Her most current project is the one where she is working with the new material called the dragon skin. Which is a high performance silicone material usually used in movies to stimulate skin effects. It is a very risky material to work with and require close attention as there are chances of it getting ruined easily. Also Herpen describes about the almost finished design of her dress that got ruined while the application of the last layer of silicon, the dress in made of thousands of wave-like pieces that were laser cut and molded form a 3D printer. These pieces were placed with hand on the dress and later lined with a thin layer of silk and cotton for the comfort of the wearer. Also the mannequin of the dress was custom made with clay and coated with dragon skin to properly create the dress onto it.

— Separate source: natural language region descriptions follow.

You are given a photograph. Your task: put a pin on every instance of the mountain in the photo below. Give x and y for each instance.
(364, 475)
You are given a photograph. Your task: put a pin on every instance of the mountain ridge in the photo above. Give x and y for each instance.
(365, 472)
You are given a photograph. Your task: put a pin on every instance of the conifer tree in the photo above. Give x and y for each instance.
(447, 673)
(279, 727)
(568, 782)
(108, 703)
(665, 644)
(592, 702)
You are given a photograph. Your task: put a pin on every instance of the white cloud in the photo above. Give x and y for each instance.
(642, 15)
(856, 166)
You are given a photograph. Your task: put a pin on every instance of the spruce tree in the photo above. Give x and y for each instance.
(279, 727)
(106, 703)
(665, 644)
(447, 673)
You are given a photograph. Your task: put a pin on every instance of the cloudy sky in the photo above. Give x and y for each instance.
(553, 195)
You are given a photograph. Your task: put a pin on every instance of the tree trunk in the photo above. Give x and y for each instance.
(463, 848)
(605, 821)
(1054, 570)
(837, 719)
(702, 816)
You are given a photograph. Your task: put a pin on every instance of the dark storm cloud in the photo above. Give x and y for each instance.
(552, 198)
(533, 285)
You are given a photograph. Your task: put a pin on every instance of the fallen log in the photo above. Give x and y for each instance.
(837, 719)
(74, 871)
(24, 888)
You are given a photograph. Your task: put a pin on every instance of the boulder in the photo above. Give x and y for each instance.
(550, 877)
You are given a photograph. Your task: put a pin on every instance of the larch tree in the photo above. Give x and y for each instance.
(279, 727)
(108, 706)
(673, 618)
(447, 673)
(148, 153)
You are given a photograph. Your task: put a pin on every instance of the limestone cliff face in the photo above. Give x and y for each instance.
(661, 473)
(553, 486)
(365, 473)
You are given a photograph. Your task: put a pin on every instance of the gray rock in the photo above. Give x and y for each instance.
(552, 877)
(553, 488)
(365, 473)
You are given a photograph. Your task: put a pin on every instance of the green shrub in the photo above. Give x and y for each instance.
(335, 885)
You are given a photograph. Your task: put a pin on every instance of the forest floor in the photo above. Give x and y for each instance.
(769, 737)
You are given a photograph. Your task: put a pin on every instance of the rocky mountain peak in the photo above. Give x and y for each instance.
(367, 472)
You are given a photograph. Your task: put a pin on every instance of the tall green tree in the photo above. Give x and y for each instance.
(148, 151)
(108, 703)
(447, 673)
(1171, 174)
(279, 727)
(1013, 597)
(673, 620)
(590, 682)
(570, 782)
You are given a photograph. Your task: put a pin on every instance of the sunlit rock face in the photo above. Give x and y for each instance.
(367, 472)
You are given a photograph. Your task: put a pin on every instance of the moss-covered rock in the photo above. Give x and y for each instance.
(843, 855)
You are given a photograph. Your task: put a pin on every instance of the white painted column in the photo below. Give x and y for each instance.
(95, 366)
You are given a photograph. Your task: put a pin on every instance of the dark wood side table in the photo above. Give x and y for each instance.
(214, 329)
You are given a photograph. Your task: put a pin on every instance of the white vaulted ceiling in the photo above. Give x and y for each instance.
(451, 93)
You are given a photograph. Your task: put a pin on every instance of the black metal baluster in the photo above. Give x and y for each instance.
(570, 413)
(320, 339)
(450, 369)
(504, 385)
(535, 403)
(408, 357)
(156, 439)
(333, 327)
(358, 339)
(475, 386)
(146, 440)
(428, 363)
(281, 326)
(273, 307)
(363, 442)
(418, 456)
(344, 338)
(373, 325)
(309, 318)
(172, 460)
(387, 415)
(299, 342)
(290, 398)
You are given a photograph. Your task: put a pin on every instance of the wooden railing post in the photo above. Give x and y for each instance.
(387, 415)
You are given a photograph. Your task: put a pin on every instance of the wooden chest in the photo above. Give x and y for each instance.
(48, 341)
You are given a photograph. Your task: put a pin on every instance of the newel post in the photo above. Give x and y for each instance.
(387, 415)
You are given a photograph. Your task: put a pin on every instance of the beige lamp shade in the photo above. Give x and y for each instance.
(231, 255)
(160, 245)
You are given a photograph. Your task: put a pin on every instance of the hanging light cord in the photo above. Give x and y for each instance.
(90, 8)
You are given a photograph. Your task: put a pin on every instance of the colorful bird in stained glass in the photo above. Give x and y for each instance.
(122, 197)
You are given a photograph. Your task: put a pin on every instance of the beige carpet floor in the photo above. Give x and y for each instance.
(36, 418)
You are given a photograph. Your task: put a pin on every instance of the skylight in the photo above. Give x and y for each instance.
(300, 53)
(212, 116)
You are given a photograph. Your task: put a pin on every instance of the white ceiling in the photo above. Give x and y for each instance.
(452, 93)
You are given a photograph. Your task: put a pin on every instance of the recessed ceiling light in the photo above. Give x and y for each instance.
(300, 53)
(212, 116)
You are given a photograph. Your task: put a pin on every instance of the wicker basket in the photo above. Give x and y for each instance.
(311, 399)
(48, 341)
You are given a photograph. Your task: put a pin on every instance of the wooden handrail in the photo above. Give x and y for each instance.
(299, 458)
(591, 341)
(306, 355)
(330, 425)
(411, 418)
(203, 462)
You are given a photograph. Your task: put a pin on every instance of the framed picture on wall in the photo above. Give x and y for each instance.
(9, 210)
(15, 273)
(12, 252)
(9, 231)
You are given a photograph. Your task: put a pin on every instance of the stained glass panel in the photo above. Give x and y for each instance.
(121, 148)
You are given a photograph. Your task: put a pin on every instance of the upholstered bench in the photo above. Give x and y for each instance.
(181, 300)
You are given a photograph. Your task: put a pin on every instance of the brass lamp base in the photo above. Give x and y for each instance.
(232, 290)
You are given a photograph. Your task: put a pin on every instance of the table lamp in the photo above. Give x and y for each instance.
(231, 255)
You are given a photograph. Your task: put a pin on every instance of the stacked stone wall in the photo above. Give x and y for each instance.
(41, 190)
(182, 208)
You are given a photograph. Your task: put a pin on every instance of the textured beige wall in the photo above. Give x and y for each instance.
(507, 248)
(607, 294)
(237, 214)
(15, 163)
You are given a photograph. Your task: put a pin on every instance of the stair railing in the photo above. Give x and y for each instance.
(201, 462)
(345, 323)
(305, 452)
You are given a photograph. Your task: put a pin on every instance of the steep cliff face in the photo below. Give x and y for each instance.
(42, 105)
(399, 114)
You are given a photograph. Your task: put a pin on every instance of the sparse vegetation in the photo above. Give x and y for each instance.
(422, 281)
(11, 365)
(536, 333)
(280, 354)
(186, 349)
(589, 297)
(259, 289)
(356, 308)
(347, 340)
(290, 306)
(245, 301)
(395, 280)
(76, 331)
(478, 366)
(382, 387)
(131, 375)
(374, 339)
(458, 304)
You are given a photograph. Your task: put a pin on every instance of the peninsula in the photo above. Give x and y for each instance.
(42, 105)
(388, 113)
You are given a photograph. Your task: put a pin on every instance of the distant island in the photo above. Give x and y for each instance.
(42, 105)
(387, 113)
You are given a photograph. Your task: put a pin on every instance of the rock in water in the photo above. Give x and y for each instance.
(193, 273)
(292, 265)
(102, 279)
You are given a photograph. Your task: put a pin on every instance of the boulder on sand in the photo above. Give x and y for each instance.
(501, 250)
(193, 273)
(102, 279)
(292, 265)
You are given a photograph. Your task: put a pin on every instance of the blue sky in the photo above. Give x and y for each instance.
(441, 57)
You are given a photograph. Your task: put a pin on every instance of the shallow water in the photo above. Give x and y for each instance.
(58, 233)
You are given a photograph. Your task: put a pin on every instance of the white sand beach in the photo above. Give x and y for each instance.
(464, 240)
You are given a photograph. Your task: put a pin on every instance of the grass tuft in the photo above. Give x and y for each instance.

The entire dress took about two months period to complete along with some of her other designs and will be exhibited parallel to other innovative fashion pieces at the upcoming x Machina: Fashion in an Age of Technology exhibit that started today at the Costume Institute of the Metropolitan Museum of Art in New York City. , “She’s like the Marie Curie of fashion” says the exhibition's curator Andrew Bolton. Further the Dutch designer is planning to work with a proto-invisibility material that is presently being utilized by the U.S. Military. Herpen will for sure will be coming up some astonishing designs as she has collaborated with many scientists and architects, tech expertise people in order to create her upcoming futuristic and innovative artwork pieces.